Secondo una sentenza della Corte di Cassazione dell’agosto scorso, sono legittime le indagini di un investigatore privato assunto da un’azienda che ha sospetti fondati su condotte extralavorative di un dipendente in malattia. L’investigazione può quindi essere predisposta anche fuori dagli uffici e dal posto di lavoro. Richiamando un orientamento consolidato, la Corte ha respinto il ricorso presentato da un lavoratore licenziato per giusta causa. Scopriamo cosa è accaduto e perché la Cassazione si è espressa contro il ricorrente.

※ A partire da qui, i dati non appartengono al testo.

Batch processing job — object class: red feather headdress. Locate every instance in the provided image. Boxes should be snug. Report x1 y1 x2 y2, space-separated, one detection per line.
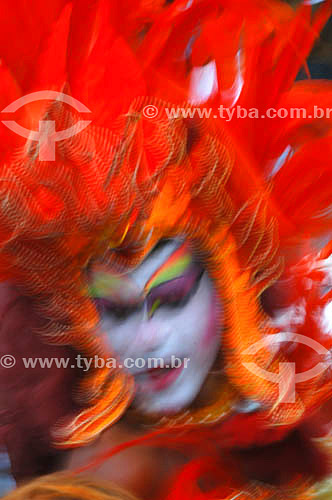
0 0 332 498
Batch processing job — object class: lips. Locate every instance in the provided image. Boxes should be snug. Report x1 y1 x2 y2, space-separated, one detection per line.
137 365 183 392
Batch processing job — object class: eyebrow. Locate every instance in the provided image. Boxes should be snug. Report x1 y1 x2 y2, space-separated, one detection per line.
144 243 193 295
89 243 193 304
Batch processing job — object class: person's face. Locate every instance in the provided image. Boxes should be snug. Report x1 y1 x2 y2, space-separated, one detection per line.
91 241 220 415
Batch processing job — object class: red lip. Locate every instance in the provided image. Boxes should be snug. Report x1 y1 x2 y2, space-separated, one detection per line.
140 366 183 391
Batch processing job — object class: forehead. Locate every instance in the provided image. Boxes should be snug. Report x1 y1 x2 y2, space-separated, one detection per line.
128 240 182 290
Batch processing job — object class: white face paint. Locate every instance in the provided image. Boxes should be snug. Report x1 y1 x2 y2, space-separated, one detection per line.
92 241 220 415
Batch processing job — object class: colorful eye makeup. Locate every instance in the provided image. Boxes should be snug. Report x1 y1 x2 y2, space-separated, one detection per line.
89 244 203 320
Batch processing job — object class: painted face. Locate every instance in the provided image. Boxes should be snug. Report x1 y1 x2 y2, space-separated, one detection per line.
91 241 220 415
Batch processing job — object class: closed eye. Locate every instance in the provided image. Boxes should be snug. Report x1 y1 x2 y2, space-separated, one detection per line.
147 266 204 311
94 298 143 321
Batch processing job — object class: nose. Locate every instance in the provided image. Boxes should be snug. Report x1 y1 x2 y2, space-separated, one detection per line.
133 314 167 354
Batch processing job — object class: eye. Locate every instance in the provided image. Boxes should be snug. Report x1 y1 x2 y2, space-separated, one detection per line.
147 270 204 316
95 298 142 321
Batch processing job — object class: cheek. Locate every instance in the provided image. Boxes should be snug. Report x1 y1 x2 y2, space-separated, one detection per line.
201 291 222 347
101 319 135 358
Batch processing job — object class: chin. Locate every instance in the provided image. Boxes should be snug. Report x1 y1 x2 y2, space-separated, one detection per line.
137 385 201 417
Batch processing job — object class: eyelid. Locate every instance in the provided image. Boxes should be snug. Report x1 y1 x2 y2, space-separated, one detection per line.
147 269 204 317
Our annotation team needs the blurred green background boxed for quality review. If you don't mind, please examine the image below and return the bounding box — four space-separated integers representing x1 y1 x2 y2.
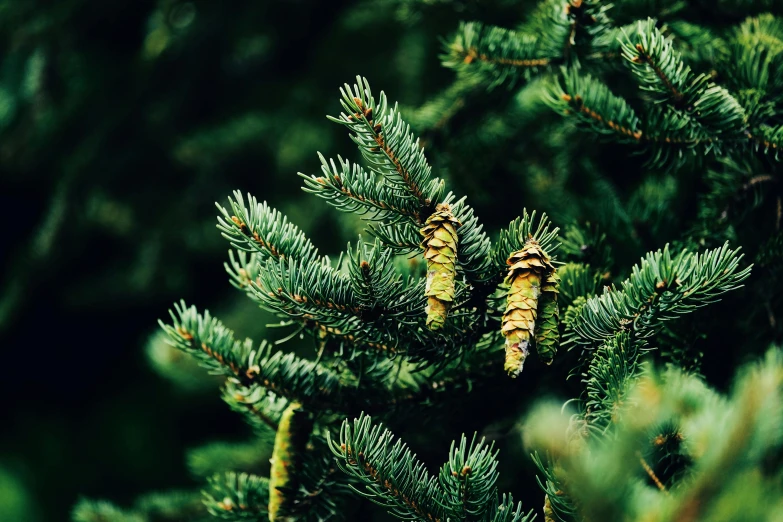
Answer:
0 0 540 521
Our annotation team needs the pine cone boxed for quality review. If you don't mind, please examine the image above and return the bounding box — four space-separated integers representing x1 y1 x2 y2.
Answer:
268 402 313 522
502 239 556 377
536 269 560 364
421 203 460 330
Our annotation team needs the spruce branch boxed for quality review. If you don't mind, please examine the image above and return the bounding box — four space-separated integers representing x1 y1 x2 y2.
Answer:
570 244 750 347
622 19 746 135
327 416 446 522
441 22 558 87
160 302 350 408
215 190 323 263
204 471 269 522
328 76 443 211
582 332 646 433
299 153 421 224
327 415 534 522
544 70 642 143
438 435 498 520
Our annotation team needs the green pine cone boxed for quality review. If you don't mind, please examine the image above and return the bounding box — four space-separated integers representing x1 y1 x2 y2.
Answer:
268 402 313 522
421 203 460 330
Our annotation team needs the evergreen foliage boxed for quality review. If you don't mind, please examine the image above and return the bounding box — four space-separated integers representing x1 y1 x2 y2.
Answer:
74 67 780 522
67 0 783 522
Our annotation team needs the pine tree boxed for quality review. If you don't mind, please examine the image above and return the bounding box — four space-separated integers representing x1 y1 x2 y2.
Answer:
74 66 783 522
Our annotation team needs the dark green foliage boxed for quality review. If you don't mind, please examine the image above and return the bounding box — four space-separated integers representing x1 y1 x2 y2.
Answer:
36 0 783 522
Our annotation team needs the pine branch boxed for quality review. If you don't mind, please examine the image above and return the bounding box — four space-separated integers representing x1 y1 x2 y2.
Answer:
299 153 421 224
438 435 498 520
622 19 746 135
328 416 446 522
582 332 645 433
544 70 642 143
441 22 558 87
327 415 534 522
570 244 751 347
216 191 323 263
328 76 443 211
204 472 269 522
160 302 342 408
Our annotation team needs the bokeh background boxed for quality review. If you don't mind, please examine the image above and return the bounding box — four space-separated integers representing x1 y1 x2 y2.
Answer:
0 0 532 521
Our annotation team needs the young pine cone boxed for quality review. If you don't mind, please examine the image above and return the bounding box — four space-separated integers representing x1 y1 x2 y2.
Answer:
421 203 460 330
502 239 557 377
268 402 313 522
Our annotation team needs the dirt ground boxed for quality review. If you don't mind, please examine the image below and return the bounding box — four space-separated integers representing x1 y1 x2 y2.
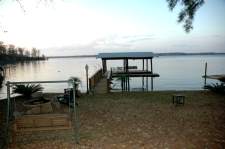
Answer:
7 91 225 149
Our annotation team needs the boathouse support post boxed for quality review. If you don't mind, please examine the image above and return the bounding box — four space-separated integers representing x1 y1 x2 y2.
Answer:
142 59 145 91
204 62 207 87
6 81 10 147
146 59 148 91
150 58 153 91
72 80 80 144
102 59 107 74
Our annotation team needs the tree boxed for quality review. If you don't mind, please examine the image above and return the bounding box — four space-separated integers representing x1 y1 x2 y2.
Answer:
18 48 24 56
0 41 7 55
8 44 17 56
166 0 205 33
25 50 30 57
31 48 37 57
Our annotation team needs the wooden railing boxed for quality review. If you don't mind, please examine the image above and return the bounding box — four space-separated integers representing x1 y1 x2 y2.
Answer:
89 69 103 91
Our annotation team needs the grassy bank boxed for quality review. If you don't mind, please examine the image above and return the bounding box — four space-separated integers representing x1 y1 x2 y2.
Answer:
6 91 225 149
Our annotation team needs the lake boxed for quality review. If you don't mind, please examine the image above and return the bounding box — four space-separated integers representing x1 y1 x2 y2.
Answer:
0 55 225 98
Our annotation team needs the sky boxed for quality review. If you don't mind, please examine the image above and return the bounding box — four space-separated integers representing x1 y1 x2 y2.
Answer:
0 0 225 56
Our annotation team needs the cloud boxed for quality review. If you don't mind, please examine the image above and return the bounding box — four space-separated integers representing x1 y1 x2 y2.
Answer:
45 35 154 55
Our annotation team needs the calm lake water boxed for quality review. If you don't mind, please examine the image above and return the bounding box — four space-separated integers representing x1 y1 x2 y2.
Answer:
0 56 225 98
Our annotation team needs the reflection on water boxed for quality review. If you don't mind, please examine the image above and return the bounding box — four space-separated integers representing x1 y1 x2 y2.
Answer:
0 56 225 97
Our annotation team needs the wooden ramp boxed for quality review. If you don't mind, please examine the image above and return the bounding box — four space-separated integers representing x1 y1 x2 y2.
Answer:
93 78 108 94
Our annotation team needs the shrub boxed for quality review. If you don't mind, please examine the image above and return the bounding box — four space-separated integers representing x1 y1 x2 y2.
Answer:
13 84 43 99
204 83 225 94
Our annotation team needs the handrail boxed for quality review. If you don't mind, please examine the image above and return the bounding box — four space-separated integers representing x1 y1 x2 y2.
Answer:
89 69 103 91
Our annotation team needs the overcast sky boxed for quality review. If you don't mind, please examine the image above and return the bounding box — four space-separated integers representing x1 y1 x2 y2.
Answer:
0 0 225 55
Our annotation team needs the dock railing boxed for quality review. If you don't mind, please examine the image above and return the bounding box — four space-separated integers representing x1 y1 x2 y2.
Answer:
89 68 103 91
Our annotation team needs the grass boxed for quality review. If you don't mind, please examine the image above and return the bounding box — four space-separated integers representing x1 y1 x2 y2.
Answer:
7 91 225 148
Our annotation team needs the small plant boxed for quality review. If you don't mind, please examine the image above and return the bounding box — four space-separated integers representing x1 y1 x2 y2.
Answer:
13 84 43 99
204 83 225 94
69 77 81 90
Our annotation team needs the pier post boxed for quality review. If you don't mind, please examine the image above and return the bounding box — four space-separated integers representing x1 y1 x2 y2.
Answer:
204 62 207 86
151 58 153 91
85 64 89 94
6 81 10 146
102 59 107 74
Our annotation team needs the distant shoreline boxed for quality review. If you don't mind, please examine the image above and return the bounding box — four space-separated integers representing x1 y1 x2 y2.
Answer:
47 52 225 58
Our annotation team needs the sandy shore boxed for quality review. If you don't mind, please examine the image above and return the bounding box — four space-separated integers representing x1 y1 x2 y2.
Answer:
0 91 225 149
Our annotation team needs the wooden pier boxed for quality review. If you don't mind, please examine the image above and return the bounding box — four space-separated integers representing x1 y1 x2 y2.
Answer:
89 52 159 93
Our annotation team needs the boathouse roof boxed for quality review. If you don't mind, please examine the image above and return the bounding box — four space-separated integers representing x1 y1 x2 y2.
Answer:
96 52 154 59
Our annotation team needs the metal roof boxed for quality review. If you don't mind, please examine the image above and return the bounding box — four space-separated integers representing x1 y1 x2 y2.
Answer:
96 52 154 59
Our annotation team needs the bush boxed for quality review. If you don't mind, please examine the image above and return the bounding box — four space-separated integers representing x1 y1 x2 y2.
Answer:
13 84 43 99
204 83 225 94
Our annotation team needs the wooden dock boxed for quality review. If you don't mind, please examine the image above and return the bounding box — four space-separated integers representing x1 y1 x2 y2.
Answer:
202 74 225 82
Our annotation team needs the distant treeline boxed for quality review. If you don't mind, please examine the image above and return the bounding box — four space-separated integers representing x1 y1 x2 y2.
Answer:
48 52 225 58
0 41 46 64
155 52 225 56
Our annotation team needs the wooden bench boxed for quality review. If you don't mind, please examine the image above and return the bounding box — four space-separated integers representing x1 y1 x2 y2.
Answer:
14 114 72 132
172 94 185 105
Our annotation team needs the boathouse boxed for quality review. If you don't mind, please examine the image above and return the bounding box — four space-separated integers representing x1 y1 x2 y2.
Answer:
92 52 159 92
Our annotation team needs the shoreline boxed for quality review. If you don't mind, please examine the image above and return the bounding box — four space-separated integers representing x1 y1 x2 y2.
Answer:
1 91 225 149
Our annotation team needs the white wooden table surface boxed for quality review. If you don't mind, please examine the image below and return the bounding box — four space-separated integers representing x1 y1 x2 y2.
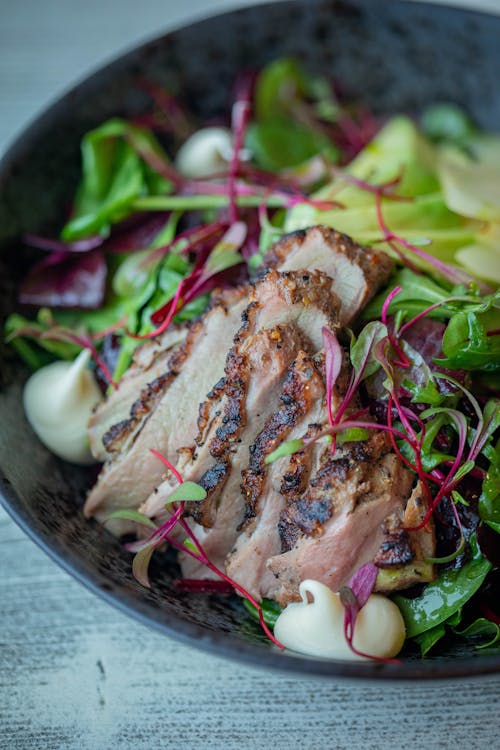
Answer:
0 0 500 750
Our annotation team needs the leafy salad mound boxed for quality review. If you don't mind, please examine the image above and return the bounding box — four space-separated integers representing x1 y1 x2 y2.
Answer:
6 59 500 656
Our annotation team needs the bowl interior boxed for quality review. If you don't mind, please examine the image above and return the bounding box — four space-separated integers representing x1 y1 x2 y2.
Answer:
0 0 500 678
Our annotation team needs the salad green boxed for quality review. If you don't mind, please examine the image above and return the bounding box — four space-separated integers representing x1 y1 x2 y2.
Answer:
5 58 500 656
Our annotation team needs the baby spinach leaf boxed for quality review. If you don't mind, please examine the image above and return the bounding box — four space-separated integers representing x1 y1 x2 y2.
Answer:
243 599 282 628
245 118 338 171
394 537 492 638
438 312 500 372
478 440 500 533
61 118 173 242
351 320 387 380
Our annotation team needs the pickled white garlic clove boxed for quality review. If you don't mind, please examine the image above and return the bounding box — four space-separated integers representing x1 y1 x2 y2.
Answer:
23 349 102 466
175 127 238 178
274 580 405 660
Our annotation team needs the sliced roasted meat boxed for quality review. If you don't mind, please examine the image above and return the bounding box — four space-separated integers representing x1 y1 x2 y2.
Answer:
174 325 307 578
263 226 392 325
262 433 412 605
88 325 188 462
374 481 436 592
84 289 247 517
226 352 325 598
141 270 338 532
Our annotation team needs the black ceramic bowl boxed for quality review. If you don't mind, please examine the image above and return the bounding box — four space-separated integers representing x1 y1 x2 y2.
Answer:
0 0 500 679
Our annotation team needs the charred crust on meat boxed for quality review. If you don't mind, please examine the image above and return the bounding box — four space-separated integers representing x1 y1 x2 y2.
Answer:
102 372 174 453
262 225 392 284
241 351 323 523
189 461 230 527
373 528 414 568
278 499 332 552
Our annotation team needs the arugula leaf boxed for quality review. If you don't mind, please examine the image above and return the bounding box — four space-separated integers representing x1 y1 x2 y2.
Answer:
243 599 282 628
351 320 387 382
413 609 462 658
165 482 207 505
478 440 500 534
436 312 500 372
453 617 500 649
394 537 492 638
420 102 477 146
61 118 171 242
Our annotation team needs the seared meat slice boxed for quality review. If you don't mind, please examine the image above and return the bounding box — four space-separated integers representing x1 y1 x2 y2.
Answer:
262 433 412 605
84 289 247 517
176 324 307 578
374 481 436 592
88 325 188 462
226 351 325 599
263 226 392 325
141 271 338 528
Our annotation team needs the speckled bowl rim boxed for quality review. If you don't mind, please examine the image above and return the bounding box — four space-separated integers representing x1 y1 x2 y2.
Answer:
0 0 500 681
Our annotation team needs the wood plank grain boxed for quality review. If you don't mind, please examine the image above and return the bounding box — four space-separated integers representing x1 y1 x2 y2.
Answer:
0 511 500 750
0 0 500 750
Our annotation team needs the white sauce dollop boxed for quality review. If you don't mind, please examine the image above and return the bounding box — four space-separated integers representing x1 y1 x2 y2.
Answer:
274 580 405 660
23 349 102 466
175 127 233 178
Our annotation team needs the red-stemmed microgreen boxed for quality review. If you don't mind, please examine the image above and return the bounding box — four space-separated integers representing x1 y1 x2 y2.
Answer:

La vicenda portata all’attenzione della Cassazione
Con l’ordinanza n. 21766 del 2 agosto 2024 la Corte di Cassazione ha stabilito che i datori di lavoro possono eseguire accertamenti per provare l’insussistenza del periodo di malattia di un dipendente o la non idoneità della malattia nel causare una condizione di incapacità lavorativa tale da provocarne l’assenza.
Nel caso portato all’attenzione dei giudici della Cassazione un lavoratore era stato licenziato in quanto, nel corso dei giorni di malattia, era stato trovato a svolgere attività extralavorative incompatibili con la malattia usando accertamenti investigativi.
Il Tribunale e la Corte d’Appello hanno rigettato il ricorso del dipendente, confermando la legittimità del licenziamento. Per i giudici l’utilizzo dell’investigatore privato non viola i limiti definiti dal legislatore sul tema e gli articoli 3 e 5 della legge 300/1970 che attribuisce solo agli enti di diritto pubblico il monitoraggio dell’idoneità fisica del lavoratore.
I motivi della sentenza della Cassazione
Il dipendente ha quindi presentato ricorso alla Cassazione, la quale si è detta d’accordo con il giudizio espresso dai giudici di merito secondo i quali la condotta del lavoratore contrastava con doveri di correttezza e buona fede e con gli obblighi contrattuali di fedeltà e diligenza che avrebbero imposto di comunicare al datore il recupero dalla malattia e di non svolgere compiti extralavorativi che potessero influire sulla ripresa del servizio.
È stata quindi ritenuta idonea la giusta causa del licenziamento per comportamenti rimproverabili a titolo di colpa che denotano imprudenza, noncuranza verso i vincoli contrattuali e poca inclinazione a collaborare con la controparte per permettere il funzionamento del rapporto negoziale.
Per quanto riguarda invece la contestazione circa l’uso dell’investigatore privato, la Suprema Corte ha sancito che non vi è alcuna violazione dei limiti entro cui è permesso al datore lo svolgere accertamenti di tipo investigativo. Nello specifico, tali accertamenti erano legittimi perché non avevano obiettivi di tipo sanitario, ma volevano solo verificare se le condotte extralavorative contestate fossero compatibili o no con la malattia.
Concludendo, la sentenza afferma “la legittimità dei controlli affidati ad agenzie investigative, anche al di fuori di locali aziendali, ove non aventi ad oggetto l’espletamento dell’attività lavorativa, e che le disposizioni dell’art. 5 st. lav., che vietano al datore di lavoro di svolgere accertamenti sulle infermità per malattia o infortunio del lavoratore dipendente e lo autorizzano a effettuare il controllo delle assenze per infermità solo attraverso i servizi ispettivi degli istituti previdenziali competenti, non precludono al datore medesimo di procedere, al di fuori delle verifiche di tipo sanitario, ad accertamenti di circostanze di fatto atte a dimostrare l’insussistenza della malattia o la non idoneità di quest’ultima a determinare uno stato d’incapacità lavorativa rilevante e, quindi, a giustificare l’assenza“.